Robin Thicke singles chronology
| "Magic" (2008) | "The Sweetest Love" (2008) | "Dreamworld" (2009) |

= The Sweetest Love =

"The Sweetest Love" is a song by American R&B singer Robin Thicke. The R&B ballad is the follow-up single to the moderately successful "Magic" and is the second official single from Something Else. The song was released to radio on September 9, 2008.

==Charts==
The single charted on various amounts of Billboard charts in late November/early December 2008 and peaked at #20 on Billboard's Hot R&B/Hip-Hop Songs. While successful on many other Billboard R&B charts, "The Sweetest Love" has not been successful on many mainstream or pop charts.

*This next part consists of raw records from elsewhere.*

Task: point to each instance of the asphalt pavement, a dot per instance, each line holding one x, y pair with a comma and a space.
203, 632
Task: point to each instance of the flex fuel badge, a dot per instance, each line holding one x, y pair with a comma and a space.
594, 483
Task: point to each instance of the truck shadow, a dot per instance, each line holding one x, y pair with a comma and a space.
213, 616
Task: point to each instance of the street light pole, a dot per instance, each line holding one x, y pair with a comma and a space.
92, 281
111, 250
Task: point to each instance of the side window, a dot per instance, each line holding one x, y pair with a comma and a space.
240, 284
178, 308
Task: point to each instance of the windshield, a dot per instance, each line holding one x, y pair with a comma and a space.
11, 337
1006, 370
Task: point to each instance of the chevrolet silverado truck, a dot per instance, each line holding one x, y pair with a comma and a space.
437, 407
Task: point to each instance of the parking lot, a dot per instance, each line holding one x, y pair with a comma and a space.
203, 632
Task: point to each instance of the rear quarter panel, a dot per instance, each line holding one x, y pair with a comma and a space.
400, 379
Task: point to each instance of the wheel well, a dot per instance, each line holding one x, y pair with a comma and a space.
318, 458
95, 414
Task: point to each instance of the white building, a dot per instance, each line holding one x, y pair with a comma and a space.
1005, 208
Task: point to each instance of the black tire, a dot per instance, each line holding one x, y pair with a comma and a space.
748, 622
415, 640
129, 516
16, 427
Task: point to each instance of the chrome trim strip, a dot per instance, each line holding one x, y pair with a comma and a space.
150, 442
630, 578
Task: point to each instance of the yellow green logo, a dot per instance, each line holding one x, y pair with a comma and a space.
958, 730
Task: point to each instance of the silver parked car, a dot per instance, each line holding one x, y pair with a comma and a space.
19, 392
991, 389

For example, the single has only peaked at #5 on Billboard's Bubbling Under Hot 100 Singles Chart, (which would actually be equivalent to #105 if the Hot 100 singles went beyond 100 positions).

===Chart positions===

| Chart (2008–09) | Peak position |
|---|---|
| U.S. Billboard Bubbling Under Hot 100 Singles | 5 |
| U.S. Billboard Hot R&B/Hip-Hop Songs | 20 |
| U.S. Billboard Mainstream R&B/Hip-Hop | 35 |
| U.S. Billboard Adult R&B Songs | 2 |
| U.S. Billboard R&B/Hip-Hop Airplay | 20 |
| U.S. Billboard Hot 100 Airplay | 75 |

===Year-end charts===

| Chart (2009) | Position |
|---|---|
| US Hot R&B/Hip-Hop Songs (Billboard) | 72 |

==Music video==
The music video premiered on Yahoo! Music on November 13 and later was released on MTV's TRL. It shows Thicke playing the piano, and at bed with model Jessica White. It was directed by fashion photographer Marc Baptiste.